Blainestuds, I understand the dual purpose/treatment/WAF at the limit. I agree with your statement about getting used to our systems. I think we find that out status quo becomes elevated as we upgrade and get used to the (hopefully) elevated performance. I didn't mean to sound like I was picking on your subs. Only meant to highlight that shopping in the range you are, you're likely to find much more return in that area. I also like where Lou is headed...hmmm


Sent from my iPhone using Tapatalk


----------



## Blainetsuds (Feb 12, 2013)

Thanks willis. Your offer of free equipment is awesome!! But if you are like me you will need any extra cash for upcoming new products. HDR tvs. $ 5000-10000. Samsung Ultra HD Blu-ray ( $ 400 ), wireless 5.1 speaker systems (Klipsch ) $ 5100. As we know it never ends.


----------



## 3dbinCanada (Sep 13, 2012)

Blainetsuds said:


> I am lucky enough to be receiving a bonus from work. My better half and I agreed I could spend half on stereo equip. I have been wanting to add an amp to my system, I have settled on Emotiva XPA-3. I presently use a Denon x3100w ( 105 watts per. into 8 ohms ) for movies and SACD multi-channel listening. For 2 channel I use an HK 3490 int. amp. Both systems share TSi 500 mains and 2 Klipsch KW-100 subs. I found for 2 channel listening the HK 3490 sounds noticeably better then the Denon in stereo mode. My center is a CSi A6. Finally to my question how much sonic benefit am I likely to see? I am hoping to switch to the Denon x3100 + Emotiva XPA-3 for 2 channel listening. Thanks.:spend:


What do you think is lacking from your system? Is it bass?


----------



## Blainetsuds (Feb 12, 2013)

Thanks 3dbin. That is the strange thing, I can not say for sure anything is missing. I think for the budget I have spent, my system sounds very good, but can I make it sound noticeably better. Bass sounds quite good, overall volume is also quite loud and clear. I think I may be guilty of reading too many equipment reviews. However considering my 2 subs there could be room for improvement,but is the cost of upgrading them worth the perceived improvement.


----------



## 3dbinCanada (Sep 13, 2012)

Blainetsuds said:


> Thanks 3dbin. That is the strange thing, I can not say for sure anything is missing. I think for the budget I have spent, my system sounds very good, but can I make it sound noticeably better. Bass sounds quite good, overall volume is also quite loud and clear. I think I may be guilty of reading too many equipment reviews. However considering my 2 subs there could be room for improvement,but is the cost of upgrading them worth the perceived improvement.

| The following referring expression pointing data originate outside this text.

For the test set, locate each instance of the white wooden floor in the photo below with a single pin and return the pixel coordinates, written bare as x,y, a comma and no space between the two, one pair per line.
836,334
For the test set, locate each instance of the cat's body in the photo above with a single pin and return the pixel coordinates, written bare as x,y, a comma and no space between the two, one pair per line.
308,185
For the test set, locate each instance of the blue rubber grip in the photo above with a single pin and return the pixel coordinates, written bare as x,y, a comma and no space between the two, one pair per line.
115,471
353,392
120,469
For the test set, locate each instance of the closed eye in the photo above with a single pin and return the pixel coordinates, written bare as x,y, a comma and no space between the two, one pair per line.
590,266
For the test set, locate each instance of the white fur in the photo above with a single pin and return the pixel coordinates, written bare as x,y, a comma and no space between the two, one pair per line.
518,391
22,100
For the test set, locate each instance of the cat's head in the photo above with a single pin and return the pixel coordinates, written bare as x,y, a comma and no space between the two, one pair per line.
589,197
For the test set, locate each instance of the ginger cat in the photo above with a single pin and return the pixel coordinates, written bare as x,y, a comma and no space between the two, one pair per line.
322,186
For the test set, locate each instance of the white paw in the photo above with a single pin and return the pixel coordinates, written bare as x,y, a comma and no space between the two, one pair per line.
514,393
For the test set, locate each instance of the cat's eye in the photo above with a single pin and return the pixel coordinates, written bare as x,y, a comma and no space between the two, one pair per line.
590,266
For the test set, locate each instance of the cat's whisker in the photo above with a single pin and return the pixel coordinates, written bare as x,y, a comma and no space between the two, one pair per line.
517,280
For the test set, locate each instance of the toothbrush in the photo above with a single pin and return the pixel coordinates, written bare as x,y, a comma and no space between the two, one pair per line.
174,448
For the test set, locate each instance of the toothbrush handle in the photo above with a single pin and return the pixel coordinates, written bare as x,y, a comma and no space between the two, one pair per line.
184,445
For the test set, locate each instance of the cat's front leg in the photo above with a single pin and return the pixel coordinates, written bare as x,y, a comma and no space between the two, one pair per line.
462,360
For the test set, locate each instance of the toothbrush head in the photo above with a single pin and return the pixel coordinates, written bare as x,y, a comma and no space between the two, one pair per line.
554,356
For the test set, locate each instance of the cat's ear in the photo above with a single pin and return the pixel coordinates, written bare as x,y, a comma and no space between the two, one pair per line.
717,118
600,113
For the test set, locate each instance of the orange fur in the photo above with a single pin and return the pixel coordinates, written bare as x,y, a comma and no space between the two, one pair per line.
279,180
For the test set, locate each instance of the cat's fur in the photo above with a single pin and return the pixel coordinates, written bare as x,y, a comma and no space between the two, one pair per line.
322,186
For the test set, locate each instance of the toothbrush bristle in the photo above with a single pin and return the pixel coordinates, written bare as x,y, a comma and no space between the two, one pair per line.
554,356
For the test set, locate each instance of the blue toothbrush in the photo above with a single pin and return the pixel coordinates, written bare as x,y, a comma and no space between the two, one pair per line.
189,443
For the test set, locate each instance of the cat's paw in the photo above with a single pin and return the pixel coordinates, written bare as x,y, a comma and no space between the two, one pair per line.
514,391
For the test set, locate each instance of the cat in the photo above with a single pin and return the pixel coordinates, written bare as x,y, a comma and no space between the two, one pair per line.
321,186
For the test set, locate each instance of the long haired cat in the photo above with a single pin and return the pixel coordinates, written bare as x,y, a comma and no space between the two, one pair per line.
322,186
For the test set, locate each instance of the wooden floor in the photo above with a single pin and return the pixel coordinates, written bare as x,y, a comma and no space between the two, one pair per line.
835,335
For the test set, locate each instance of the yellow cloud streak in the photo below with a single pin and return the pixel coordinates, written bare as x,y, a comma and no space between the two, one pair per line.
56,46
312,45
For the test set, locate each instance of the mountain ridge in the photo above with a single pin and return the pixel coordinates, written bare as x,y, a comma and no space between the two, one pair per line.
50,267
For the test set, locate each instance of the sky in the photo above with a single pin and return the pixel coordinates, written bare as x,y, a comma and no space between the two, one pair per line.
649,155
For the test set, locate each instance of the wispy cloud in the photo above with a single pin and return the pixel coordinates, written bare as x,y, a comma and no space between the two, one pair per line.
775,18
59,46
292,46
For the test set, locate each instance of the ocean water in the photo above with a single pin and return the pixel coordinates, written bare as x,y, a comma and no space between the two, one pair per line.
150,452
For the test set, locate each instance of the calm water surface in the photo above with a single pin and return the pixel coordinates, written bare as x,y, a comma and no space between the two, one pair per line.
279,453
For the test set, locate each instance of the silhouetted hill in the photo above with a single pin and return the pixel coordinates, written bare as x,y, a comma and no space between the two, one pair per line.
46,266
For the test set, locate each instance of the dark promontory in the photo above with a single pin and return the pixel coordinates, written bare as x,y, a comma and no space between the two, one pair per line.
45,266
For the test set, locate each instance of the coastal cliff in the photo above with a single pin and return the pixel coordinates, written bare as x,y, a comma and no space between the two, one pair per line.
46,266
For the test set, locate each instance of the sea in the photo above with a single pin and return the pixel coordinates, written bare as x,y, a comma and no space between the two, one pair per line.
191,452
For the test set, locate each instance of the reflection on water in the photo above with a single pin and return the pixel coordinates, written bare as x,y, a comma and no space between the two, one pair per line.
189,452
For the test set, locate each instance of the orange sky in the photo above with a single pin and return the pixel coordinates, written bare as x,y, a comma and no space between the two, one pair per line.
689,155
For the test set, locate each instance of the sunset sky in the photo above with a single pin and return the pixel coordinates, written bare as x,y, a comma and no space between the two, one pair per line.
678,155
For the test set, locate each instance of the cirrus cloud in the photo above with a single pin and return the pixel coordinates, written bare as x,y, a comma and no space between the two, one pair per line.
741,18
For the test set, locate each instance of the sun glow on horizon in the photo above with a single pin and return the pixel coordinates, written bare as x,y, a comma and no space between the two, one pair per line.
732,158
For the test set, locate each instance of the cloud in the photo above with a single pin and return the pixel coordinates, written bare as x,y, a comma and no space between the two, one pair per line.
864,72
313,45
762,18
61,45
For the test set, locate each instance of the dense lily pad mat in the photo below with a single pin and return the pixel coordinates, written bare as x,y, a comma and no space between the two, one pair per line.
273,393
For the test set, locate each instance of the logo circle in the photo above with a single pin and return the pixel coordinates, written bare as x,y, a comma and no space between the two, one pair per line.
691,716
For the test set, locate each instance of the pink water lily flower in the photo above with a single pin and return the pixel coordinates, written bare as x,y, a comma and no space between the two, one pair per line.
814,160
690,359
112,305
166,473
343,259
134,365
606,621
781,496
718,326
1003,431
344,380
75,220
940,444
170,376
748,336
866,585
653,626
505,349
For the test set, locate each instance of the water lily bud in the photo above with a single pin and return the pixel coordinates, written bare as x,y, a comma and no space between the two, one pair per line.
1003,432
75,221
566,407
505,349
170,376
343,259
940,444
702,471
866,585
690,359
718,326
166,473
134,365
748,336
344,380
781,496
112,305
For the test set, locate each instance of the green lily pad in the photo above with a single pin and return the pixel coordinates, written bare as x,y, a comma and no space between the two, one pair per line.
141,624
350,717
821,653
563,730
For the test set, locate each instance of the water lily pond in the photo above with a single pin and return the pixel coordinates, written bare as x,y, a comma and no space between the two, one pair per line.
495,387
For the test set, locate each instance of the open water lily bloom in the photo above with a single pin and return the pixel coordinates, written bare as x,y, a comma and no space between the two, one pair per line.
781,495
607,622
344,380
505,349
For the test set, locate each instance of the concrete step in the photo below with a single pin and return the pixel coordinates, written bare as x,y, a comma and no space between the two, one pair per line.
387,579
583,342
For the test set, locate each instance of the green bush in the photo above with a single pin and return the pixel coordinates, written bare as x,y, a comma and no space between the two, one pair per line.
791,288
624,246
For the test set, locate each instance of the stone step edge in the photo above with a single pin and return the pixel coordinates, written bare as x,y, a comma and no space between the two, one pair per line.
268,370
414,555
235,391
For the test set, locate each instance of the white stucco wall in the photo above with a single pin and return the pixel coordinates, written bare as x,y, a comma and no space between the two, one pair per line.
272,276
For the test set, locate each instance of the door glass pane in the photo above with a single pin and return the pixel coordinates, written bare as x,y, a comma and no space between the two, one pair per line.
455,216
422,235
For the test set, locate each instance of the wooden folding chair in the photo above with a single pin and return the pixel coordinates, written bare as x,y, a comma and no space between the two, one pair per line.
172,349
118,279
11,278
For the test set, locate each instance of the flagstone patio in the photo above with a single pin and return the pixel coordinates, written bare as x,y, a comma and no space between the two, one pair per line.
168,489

Sounds like your looking for any excuse to upgrade despite being happy with what you have.  Don't get caught up with audiophile's world of waxing hyperbole on the latest and greatest equipment. If you are happy with the sound you have, I would start looking at things like supporting Atmos, and moving to 4K. That does involve an upgrade to your AVR, Display, and sources such as BluRay players. Oh and having to buy more speakers. Just my opinion....


----------



## nova (Apr 30, 2006)

Blainetsuds said:


> I think I may be guilty of reading too many equipment reviews. However considering my 2 subs there could be room for improvement,but is the cost of upgrading them worth the perceived improvement.


I'm all for adding amps and stuff, after all this is our hobby. I do think you would be more likely to have a perceived improvement after adding an amp as opposed to a substantive improvement if you upgraded your subs.


----------



## 3dbinCanada (Sep 13, 2012)

nova said:


> I'm all for adding amps and stuff, after all this is our hobby. I do think you would be more likely to have a perceived improvement after adding an amp as opposed to a substantive improvement if you upgraded your subs.


Unlikely since the OP is not straining his current amplifier . If there is an improvement to be made, it would be the subs.. Going to Rythmik, SVS, HSU, PSA, etc would give him a substantial improvement in quality of bass, especially the Rythmiks with their servo feedback mechanism.


----------



## Blainetsuds (Feb 12, 2013)

Thanks Guys. I have approval from my better half to spend a little on equipment. When my work bonus comes in. I like buying items on sale, however the bonus is slow coming. Emotiva (amps) sale has ended, polk RTi-a9s have gone up $100 a pair. I am also looking at Yamaha BD-a1040 bluray. Here is a question in another post, I would like to purchase a Yamaha BD-1040 blu-ray player. I want to use it for 2 channel SACD playback to my HK-3490. If I connect Yamaha to the HK- 3490 using the RCA outputs will this carry the 2 channel SACD signal? For multi channel signal I will use HDMI TO Denon x3100. Thanks.

Read more: http://www.hometheatershack.com/for...ers/140609-yamaha-bd-a1040.html#ixzz3xLaZ0G4F


----------



## nova (Apr 30, 2006)

Right, we all differ in the ways we perceive things, especially when it comes to audio. Many people perceive a difference in amps when there really is no difference. (Not saying there is never a difference). A sub upgrade would be a substantive improvement, easily verified and measured.


----------